I will donate a 2013 Silver Eagle to the prize pool to encourage more to participate.
I enjoy reading about ideas others have and use to refine their silver.


----------



## Palladium (Dec 21, 2013)

I would make it a 30 day contest.
I plan on doing a video on something I've never tried before myself and should be a learning experience for all. I'm going to do a sodium formate reduction using 4Metals method.


----------



## nh6886 (Dec 21, 2013)

Tom,

I think Palladium's idea sounds great and I would like to add an ounce bar that I poured to the pot as well. If that works for you shoot me a PM with your ship to address and I'll send it to you or I can ship it to the winner what ever works best. Everything I have learned of value has come from here so really this silver would just be going home.

All the. Best,
John


----------



## metatp (Dec 21, 2013)

Ok. It appears we have a contest.

Palladium, can you help me with the details of the contest? I'll let you determine the rules, start and stop times, and I will make sure the winner gets their prizes. So for we have the 6 Barber Quarters, a 2013 silver eagle and an approximate 1 ozt poured bar. We can ship separately, or ship to the other prizes to me and I will ship them out to the winner. If anyone else wants to contribute to the prize, they can make the prize that much more to strive for.

Thanks,
Tom


----------



## Palladium (Dec 21, 2013)

I would just make it simple. Whomever can come up with the best whatever in the silver category. It can be refining, jewelry making, recovery, processes, craft, art, information, or whatever, just as long as it's educational and informational in it's substance. Start date: Today. End date: call it Jan 31. Open to anyone. Winner decided by public vote to be held from Feb:1-4 (72 hours) after the contest close on Jan 31 by the creation of a voting thread.


----------



## niteliteone (Dec 21, 2013)

I like the sound of this.
Just let me know where to send my contribution.

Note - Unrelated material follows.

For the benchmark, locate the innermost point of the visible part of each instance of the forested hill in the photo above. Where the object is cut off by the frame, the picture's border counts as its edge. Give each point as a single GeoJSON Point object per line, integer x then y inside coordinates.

Has anyone thought of a participation award :?: 
Something to help encourage participants who actually submit a complete process to this contest.
I will offer 1/2 ounce of raw refined silver crystals from my silver cell to each person who posts their work for this contest.

Just a thought on how to get the family playing nice together. :lol:


----------



## metatp (Dec 24, 2013)

Let the contest begin!! Can't wait to see every entry.


----------



## sharkhook (Jan 3, 2014)

Anyone entered yet? I am looking forward to seeing the methods employed for this.


----------



## metatp (Jan 6, 2014)

Nothing yet.


----------



## samuel-a (Jan 12, 2014)

sharkhook said:


> Anyone entered yet? I am looking forward to seeing the methods employed for this.



Soon... :roll:


----------



## Palladium (Jan 13, 2014)

I've been busy for the last week and i have to leave town to consult with a client for the next 7 days, but i have ordered everything i need and i am waiting on the ph probe i need for this experiment. It should all be here by the time i return so i can film and do this by the end of the month. Just never enough time it seems. Anybody else going to enter this contest or can i count on winning by default? lol


----------



## sharkhook (Jan 13, 2014)

I will go ahead and throw all my silver knowledge at it now. Sterling goes in nitric to dissolve. Electrolysis, if that is the correct term, in some form, can be done in a non-magnetic stainless bowl. Ummm, think that is about all I understand so far. If I missed anything, I will try to find out more about it before I attempt it. :mrgreen: 

Yes, I need to understand a lot more before I try it!


----------



## samuel-a (Jan 14, 2014)

Palladium said:


> Just never enough time it seems.



Right there with you brother...
My AgCl tutorial is in editing for so long.... i shot the raw videos on Nov. 2012...  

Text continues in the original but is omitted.